Why book series work
Establishing a good relationship with the first book in a series means children can generally be confident they will feel the same way about the rest of the series. The process is not unlike making a good friend. The main characters become familiar faces your child visits regularly and they always look forward to their companionship with each new book – they want to know what happens to the characters.
The books in a series often become easier to read as time goes on. Once your child is familiar with the first book's characters, the landscape, genre and the author's voice, they can simply sit back and enjoy all the subsequent tales. And there are rarely any nasty surprises – unlike reading randomly from a favourite author where a book may be completely different to what was expected.
Another benefit of the book series is that kids can identify with kids who love the same series. They can share discussions about a mutually satisfying subject, pull the plots apart, predict what's going to happen in the next series, talk about who they love, who they dislike and why. Witness the number of fan sites that have sprung up from Stephanie Meyer's Twilight series. This is the kind of relationship we want our children to have with all books – and book series may be a good place to start.
Many short series are beautifully crafted and the plot is intended to fit well in the multi-book format, for example Kate Constables' trilogy, Chanters of Tremaris, in which courageous heroine, Calwyn, sets off with a band of intriguing comrades on an epic journey through strange and mystical lands.

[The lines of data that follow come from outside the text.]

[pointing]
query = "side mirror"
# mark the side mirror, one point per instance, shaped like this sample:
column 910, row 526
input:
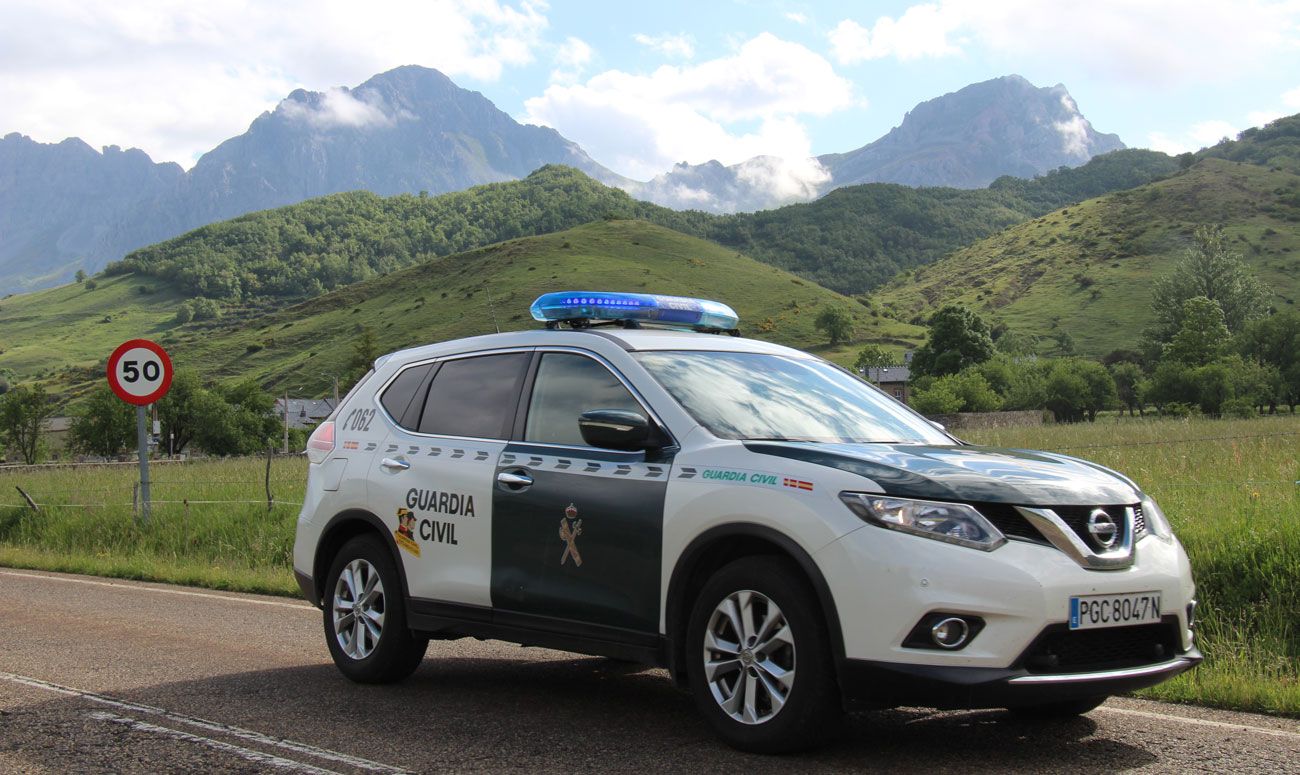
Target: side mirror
column 614, row 429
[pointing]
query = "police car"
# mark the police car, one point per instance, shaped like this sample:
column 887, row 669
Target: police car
column 788, row 541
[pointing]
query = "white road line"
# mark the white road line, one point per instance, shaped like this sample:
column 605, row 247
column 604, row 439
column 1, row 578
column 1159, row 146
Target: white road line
column 245, row 753
column 1165, row 717
column 183, row 592
column 217, row 727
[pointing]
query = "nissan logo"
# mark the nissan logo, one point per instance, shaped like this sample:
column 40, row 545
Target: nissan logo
column 1103, row 529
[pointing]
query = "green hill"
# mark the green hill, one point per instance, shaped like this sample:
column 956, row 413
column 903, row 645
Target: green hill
column 853, row 239
column 297, row 347
column 857, row 238
column 1087, row 269
column 307, row 249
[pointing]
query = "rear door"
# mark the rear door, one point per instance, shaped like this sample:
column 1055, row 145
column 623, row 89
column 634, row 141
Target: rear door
column 577, row 532
column 432, row 479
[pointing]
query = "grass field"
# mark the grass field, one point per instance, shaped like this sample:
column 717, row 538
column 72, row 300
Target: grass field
column 1227, row 486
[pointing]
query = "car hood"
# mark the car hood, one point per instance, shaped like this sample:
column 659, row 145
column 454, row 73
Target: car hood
column 973, row 473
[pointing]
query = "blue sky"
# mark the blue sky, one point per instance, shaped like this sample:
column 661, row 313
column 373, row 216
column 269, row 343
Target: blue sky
column 644, row 86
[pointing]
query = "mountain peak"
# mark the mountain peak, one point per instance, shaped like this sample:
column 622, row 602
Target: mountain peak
column 969, row 138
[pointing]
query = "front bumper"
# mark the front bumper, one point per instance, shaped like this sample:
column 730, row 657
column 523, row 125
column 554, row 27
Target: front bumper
column 867, row 684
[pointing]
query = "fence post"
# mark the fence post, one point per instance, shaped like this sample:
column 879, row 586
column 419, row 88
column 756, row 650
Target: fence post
column 33, row 503
column 271, row 501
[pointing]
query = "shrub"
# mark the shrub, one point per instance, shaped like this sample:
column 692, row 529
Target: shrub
column 1238, row 407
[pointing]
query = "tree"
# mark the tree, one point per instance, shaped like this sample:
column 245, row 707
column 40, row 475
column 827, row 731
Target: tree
column 235, row 420
column 872, row 356
column 178, row 410
column 835, row 323
column 937, row 399
column 1212, row 271
column 957, row 338
column 1173, row 382
column 1129, row 379
column 1203, row 334
column 22, row 415
column 1078, row 389
column 104, row 425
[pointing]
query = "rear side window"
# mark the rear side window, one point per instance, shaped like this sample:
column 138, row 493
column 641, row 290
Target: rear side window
column 399, row 397
column 475, row 395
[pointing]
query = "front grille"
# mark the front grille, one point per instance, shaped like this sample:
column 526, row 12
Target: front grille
column 1077, row 518
column 1010, row 522
column 1060, row 649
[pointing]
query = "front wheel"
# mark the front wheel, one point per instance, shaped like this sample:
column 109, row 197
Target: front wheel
column 759, row 659
column 364, row 617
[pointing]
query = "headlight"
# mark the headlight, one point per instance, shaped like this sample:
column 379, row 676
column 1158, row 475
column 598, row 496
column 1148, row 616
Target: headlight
column 952, row 523
column 1156, row 520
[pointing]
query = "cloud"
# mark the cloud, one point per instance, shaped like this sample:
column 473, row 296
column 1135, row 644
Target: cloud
column 571, row 60
column 731, row 108
column 1148, row 43
column 921, row 31
column 1196, row 137
column 176, row 78
column 341, row 107
column 784, row 180
column 671, row 46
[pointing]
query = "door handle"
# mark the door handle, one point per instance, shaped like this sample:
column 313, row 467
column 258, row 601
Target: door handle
column 514, row 480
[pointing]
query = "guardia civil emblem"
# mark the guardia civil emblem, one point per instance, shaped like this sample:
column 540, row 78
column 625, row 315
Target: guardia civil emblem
column 404, row 535
column 571, row 528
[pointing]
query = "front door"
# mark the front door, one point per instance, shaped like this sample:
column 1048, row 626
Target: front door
column 432, row 479
column 577, row 532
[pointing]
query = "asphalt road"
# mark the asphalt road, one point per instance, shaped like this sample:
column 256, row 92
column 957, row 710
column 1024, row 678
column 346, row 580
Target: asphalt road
column 116, row 676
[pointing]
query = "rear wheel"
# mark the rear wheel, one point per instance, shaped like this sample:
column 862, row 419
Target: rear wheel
column 759, row 659
column 364, row 615
column 1058, row 710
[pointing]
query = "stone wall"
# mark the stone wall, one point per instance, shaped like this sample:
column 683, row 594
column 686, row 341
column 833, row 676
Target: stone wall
column 992, row 419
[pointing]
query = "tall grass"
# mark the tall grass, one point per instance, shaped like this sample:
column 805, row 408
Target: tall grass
column 1231, row 492
column 209, row 523
column 1229, row 486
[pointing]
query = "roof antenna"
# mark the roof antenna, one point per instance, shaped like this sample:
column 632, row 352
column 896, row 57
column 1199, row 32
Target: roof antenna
column 493, row 310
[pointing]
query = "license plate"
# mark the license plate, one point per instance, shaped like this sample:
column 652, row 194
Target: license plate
column 1092, row 611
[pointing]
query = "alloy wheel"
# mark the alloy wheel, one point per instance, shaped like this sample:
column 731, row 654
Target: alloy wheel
column 749, row 657
column 359, row 609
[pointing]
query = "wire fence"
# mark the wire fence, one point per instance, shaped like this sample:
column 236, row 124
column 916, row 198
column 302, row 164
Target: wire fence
column 40, row 498
column 1168, row 441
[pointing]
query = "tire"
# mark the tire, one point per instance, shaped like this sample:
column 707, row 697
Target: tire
column 378, row 648
column 1066, row 709
column 776, row 692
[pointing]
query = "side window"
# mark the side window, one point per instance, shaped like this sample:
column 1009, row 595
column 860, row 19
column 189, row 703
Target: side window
column 475, row 395
column 398, row 398
column 566, row 386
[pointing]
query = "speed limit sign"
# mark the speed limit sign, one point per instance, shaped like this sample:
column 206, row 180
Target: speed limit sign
column 139, row 372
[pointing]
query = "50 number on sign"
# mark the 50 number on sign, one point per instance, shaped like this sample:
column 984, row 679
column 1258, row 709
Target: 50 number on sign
column 139, row 372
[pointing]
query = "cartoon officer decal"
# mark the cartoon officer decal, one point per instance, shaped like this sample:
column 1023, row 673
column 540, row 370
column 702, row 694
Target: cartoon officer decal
column 571, row 528
column 404, row 535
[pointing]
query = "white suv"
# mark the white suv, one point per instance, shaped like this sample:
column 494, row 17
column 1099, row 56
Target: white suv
column 783, row 537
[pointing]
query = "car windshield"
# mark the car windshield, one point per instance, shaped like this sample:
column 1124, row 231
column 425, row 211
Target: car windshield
column 762, row 397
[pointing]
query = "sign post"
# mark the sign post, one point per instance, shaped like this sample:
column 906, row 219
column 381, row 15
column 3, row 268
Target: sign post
column 139, row 372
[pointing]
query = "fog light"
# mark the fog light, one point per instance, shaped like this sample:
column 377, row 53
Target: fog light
column 950, row 632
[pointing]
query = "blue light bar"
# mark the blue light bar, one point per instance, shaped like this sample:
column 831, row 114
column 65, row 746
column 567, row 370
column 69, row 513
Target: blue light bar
column 651, row 308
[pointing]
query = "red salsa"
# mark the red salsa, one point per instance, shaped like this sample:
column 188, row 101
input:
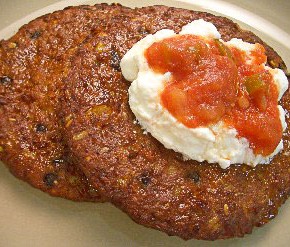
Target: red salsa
column 212, row 82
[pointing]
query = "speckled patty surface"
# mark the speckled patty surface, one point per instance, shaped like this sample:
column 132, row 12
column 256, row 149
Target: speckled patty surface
column 32, row 65
column 153, row 185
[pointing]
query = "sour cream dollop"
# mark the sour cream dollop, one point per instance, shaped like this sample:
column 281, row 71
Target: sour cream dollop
column 215, row 143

One for the boys is James Moloney's Book of Lies trilogy, in which an abandoned orphan, who matures and develops great mystical powers forms lifelong friendships and grapples with issues of life and death, power and sacrifice.
Book series styles
Series fall generally into two main categories, linear and episodic, and there are cautions associated with each. In a linear series, the plot develops over time and the characters may grow up, in which case the final books can have far more mature content than the earlier ones. This is not necessarily a bad thing but parents need to be aware of the books' changing nature. In the Harry Potter series, the themes become much darker as the young protagonist grows up. In an episodic series, where different variations on the same adventure appear in each book, the quality of the writing can sometimes deteriorate as the titles are churned out.
Book series for young kids
You may like to introduce your preschooler or Kindy child to Russell Hoban's Frances, a high-spirited badger that experiences all the usual childhood dilemmas including the arrival of a new sibling.

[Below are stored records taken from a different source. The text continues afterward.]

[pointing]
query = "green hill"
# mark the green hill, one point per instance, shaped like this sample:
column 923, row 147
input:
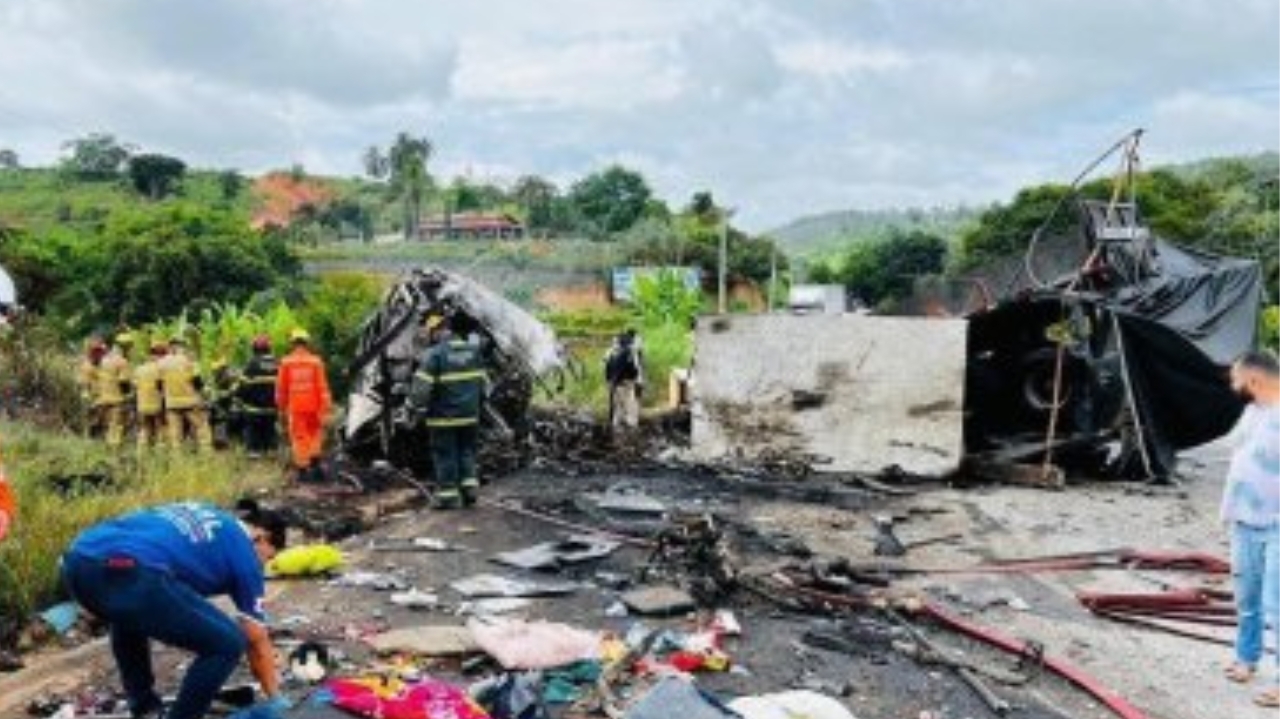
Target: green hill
column 816, row 236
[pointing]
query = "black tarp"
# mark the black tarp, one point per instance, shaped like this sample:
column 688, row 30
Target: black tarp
column 1179, row 316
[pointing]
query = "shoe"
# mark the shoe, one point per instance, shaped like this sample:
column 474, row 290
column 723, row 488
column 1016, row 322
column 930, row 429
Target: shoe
column 447, row 499
column 470, row 493
column 1239, row 673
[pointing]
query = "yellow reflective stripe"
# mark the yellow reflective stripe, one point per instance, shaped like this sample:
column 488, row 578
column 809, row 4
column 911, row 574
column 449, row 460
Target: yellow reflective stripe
column 462, row 376
column 451, row 422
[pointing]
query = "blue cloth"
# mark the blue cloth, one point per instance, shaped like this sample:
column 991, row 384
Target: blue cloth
column 679, row 697
column 144, row 604
column 200, row 545
column 1256, row 575
column 1252, row 493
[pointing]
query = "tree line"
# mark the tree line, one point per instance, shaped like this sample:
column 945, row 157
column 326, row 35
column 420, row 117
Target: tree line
column 1226, row 206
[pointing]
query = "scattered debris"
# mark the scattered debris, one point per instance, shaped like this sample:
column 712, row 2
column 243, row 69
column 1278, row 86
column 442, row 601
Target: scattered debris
column 380, row 581
column 786, row 705
column 886, row 543
column 432, row 640
column 492, row 585
column 415, row 599
column 307, row 560
column 534, row 645
column 658, row 600
column 556, row 554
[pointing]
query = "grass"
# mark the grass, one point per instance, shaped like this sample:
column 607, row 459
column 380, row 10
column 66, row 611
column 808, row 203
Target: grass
column 588, row 335
column 572, row 255
column 49, row 517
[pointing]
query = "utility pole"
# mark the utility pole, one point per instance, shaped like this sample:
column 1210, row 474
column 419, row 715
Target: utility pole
column 723, row 259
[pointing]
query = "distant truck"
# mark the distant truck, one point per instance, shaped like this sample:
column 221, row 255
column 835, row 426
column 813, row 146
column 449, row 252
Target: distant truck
column 1102, row 351
column 818, row 300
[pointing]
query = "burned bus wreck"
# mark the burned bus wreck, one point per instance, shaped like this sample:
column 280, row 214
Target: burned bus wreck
column 519, row 351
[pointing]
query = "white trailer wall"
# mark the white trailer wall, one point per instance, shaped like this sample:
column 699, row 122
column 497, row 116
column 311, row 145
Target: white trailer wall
column 864, row 392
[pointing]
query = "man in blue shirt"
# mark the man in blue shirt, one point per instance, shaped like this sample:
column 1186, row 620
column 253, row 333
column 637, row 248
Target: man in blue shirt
column 149, row 573
column 1251, row 508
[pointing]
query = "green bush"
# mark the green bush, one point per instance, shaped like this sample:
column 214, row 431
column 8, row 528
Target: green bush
column 1269, row 328
column 37, row 376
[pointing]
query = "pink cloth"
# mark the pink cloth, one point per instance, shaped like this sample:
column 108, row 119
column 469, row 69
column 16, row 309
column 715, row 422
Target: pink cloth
column 534, row 645
column 429, row 699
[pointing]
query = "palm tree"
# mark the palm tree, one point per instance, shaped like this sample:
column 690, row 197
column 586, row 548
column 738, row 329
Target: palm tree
column 410, row 179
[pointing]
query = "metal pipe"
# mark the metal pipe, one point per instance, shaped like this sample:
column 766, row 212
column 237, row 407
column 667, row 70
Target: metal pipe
column 1119, row 705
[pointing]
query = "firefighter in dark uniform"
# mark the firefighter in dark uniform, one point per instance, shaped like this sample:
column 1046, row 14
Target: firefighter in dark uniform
column 447, row 390
column 255, row 397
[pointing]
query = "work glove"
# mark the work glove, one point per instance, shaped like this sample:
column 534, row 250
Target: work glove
column 273, row 708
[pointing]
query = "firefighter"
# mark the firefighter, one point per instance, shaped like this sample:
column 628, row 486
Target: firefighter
column 447, row 390
column 149, row 397
column 118, row 369
column 8, row 505
column 183, row 403
column 109, row 388
column 255, row 398
column 87, row 380
column 302, row 398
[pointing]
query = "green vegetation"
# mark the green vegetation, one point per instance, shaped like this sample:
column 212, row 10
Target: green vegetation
column 882, row 271
column 1226, row 206
column 831, row 234
column 663, row 314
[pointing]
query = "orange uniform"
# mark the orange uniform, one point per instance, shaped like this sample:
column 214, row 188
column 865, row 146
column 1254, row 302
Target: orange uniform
column 302, row 397
column 8, row 505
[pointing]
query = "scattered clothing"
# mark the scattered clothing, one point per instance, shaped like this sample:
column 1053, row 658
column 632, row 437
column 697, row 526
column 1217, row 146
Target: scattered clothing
column 493, row 585
column 534, row 645
column 426, row 640
column 307, row 560
column 429, row 699
column 679, row 697
column 790, row 705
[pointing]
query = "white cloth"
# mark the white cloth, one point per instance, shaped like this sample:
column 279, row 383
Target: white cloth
column 626, row 406
column 534, row 645
column 790, row 705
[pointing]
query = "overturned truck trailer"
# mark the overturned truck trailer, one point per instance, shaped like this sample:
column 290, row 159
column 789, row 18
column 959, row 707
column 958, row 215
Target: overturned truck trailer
column 519, row 352
column 1109, row 367
column 1127, row 335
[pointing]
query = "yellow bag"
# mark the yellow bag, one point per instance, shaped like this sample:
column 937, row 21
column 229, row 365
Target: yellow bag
column 305, row 560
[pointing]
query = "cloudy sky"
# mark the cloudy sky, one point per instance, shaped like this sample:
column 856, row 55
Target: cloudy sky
column 782, row 106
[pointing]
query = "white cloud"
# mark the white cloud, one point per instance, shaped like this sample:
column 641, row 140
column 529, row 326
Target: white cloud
column 780, row 106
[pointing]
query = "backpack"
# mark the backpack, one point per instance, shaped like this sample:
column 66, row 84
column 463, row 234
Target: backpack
column 621, row 365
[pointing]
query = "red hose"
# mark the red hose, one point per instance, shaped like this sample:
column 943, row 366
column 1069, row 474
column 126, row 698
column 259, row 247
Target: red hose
column 1115, row 703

For the next age group there are classics like Ruth Park's The Muddle-Headed Wombat, Michael Bond's Paddington Bear or contemporary series like Anna Fienberg's Tashi, beautifully illustrated by Kim Gamble, in which the bold storyteller is a pixie-like character who relates many tall tales and is always the hero. Another contemporary series is Moya Simons' Walk Right in Detective Agency, the humorous adventures of two best friends who solve quirky cases.
For upper primary school students, Emily Rodda's Deltora Quest series supplies endless hours of enjoyment in a fantasy world reproduced in three separate series, while her shorter Wizard of Rondo trilogy is popular and tightly written. Deborah Abela's Max Remy and Duncan Ball's Emily Eyefinger are great light reads providing a childhood friend who will always be remembered affectionately. The same can be said of the boys' own 007, H. I. Larry's secret agent, Zac Power.
Book series for big kids
For the big kids who are almost grown up but like a little excitement in their lives, Anthony Horowitz's Alex Rider and Ally Carter's The Gallagher Girls are intriguing spy-thrillers that hit the right mark with their prospective audiences. Alan Sunderland's Octavius O'Malley is full of humour, John Flanagan's Ranger's Apprentice has great values and an insight into a fictitious medieval world, and the books in Garth Nix's Keys to the Kingdom series are a complex and satisfying read for the lover of elaborate fantasy.
Visit the NSW Premier's Reading Challenge booklists screen and scroll down for a comprehensive list of the series books included at each level of the challenge. Individual titles are also listed in the online book lists.
Series books have always been popular but never more so than today. Bookshops and public library shelves are full of them, which means you can have a steady supply of new books as your children devour them.